Trazido para Juiz de Fora, José passou a morar nos hospitais psiquiátricos. Atualmente, o benefício dele, cerca de um salário mínimo, é recebido pelo marido de Tereza e, segundo ela, gasto na compra de roupas, remédios e contas feitas na cantina das unidades por onde José passou. “Na próxima vez que o visitarmos, vamos levar um radinho. Foi um pedido dele”, comentou Tereza. O rádio não deverá ser entregue na Casa de Saúde Esperança. Agora José da Silva tem endereço.
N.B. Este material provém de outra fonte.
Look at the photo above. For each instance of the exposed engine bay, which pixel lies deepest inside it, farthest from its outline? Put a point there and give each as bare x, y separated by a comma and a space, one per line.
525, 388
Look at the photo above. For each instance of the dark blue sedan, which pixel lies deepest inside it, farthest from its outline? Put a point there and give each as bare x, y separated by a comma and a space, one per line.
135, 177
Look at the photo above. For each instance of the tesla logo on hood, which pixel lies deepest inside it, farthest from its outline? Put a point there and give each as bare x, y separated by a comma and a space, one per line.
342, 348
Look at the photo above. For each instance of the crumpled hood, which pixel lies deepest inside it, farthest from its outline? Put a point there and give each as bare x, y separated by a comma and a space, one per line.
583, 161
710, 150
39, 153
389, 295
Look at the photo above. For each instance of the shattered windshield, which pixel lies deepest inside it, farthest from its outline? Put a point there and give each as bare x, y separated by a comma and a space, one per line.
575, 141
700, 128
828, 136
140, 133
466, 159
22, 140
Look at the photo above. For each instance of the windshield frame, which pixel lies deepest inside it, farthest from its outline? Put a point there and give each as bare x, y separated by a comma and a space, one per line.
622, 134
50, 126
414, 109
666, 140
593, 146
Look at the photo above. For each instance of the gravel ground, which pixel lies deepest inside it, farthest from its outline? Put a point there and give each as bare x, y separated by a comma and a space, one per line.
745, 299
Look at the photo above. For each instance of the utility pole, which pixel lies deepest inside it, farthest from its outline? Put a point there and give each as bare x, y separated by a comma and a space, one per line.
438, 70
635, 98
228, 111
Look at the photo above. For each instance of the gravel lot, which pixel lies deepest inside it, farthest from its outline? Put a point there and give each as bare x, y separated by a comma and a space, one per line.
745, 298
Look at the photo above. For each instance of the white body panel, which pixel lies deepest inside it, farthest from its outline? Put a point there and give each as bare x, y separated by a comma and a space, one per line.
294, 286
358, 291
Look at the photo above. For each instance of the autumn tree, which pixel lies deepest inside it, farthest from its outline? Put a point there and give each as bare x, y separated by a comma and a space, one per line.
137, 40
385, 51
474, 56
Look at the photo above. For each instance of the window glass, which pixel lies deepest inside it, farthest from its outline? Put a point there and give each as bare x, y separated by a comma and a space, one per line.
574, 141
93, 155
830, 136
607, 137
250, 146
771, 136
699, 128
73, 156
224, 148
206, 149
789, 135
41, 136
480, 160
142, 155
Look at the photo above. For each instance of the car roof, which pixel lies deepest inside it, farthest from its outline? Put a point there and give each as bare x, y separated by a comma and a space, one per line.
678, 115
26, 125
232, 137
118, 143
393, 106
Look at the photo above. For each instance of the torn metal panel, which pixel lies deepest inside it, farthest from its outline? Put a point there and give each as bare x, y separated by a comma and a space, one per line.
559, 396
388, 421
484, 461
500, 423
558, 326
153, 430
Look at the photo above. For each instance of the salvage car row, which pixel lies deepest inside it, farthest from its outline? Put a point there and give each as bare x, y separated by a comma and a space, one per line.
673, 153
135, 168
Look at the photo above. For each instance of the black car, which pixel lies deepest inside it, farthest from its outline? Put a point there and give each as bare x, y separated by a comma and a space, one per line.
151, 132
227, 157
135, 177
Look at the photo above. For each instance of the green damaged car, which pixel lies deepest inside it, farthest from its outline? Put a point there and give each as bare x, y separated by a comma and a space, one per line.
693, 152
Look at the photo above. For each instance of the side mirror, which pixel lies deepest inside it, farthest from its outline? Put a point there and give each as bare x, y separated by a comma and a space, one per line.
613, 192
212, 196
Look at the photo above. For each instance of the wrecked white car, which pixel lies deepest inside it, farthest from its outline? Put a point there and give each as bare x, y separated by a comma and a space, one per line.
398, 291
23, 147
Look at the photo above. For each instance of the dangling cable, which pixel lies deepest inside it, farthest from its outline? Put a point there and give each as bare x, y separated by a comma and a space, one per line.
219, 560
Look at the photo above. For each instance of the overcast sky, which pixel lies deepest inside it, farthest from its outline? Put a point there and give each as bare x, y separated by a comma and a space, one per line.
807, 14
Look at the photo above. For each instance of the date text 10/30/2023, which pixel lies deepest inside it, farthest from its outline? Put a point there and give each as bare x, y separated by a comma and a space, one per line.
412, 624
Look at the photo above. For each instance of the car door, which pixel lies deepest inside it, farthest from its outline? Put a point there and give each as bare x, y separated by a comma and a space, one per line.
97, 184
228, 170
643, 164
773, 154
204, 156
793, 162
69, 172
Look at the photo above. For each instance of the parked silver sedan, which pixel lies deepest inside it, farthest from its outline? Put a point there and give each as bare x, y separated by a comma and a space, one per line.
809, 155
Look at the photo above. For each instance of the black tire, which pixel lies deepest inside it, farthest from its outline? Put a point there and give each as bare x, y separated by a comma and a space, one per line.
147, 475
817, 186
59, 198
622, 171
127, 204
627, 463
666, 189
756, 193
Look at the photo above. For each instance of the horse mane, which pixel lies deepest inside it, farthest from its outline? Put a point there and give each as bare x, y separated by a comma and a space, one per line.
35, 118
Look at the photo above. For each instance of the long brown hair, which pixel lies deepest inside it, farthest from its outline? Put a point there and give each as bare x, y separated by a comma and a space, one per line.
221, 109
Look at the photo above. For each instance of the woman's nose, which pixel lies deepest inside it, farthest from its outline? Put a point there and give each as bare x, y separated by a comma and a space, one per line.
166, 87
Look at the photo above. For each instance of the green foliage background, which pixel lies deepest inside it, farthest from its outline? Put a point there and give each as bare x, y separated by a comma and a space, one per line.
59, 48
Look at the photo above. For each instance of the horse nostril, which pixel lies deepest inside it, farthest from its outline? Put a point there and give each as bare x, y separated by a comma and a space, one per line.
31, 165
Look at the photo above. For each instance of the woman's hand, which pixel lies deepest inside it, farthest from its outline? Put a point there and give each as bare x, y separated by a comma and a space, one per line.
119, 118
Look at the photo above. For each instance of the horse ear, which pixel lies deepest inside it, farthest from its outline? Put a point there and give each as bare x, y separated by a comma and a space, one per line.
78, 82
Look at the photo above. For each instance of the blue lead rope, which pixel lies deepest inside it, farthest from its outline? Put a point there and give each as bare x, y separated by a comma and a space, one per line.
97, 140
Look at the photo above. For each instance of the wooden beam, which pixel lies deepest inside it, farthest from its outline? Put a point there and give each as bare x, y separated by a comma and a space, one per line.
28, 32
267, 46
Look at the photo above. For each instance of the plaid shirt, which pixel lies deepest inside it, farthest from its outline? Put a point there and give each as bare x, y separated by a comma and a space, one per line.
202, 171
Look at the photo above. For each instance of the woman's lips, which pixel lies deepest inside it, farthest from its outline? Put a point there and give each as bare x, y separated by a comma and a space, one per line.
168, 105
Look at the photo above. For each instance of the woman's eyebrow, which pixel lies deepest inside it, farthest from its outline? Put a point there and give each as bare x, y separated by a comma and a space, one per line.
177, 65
‘Sem história, eles têm vidas roubadas’

A residência terapêutica tem o objetivo de retomar a autonomia através de conquistas mínimas de um cotidiano que se perdeu. Esta é a forma como a chefe do Departamento de Saúde Mental da Secretaria de Saúde, Andréia Stenner, define o trabalho das moradias assistidas. Todas contam com cuidadores que ajudam a gerir a residência, fazendo o papel de mediadores. Embora o objetivo seja garantir que os moradores tenham, como qualquer outro cidadão, uma rotina doméstica, a contratação de técnicos de enfermagem é exigida por lei, para a garantia dos cuidados clínicos que se fizerem necessários e encaminhamento para a rede de atenção em saúde quando isso se fizer necessário. Outra exigência é que as residências tenham técnicos de nível superior com referência em saúde mental para acompanhar os casos e levantar as demandas psicossociais, que incluem a construção de projetos terapêuticos individuais. Cada residência tem cerca de dez moradores, e sua manutenção custa em média R$ 20 mil por mês, repassados pelo Ministério da Saúde.

De acordo com Taísa de Araújo Serpa, psicóloga da Associação Casa Viva, o passo mais importante na passagem de paciente para morador é a aposta em cada um. “Noventa por cento das pessoas que a gente retira dos hospitais saem de lá com a roupa do corpo. Já chegamos a buscar pessoas descalças. A primeira coisa que fazemos quando eles chegam nas residências terapêuticas é acabar com a uniformidade que ocorre nos manicômios, onde ninguém tem roupa, nem história, onde, literalmente, se tem vidas roubadas. Por isso, o trabalho nas residências é de devolver a cidadania e a autonomia, seja lá qual for a palavra de ordem da reforma psiquiátrica. Não se rompe com a lógica manicomial sem respeito à individualidade.”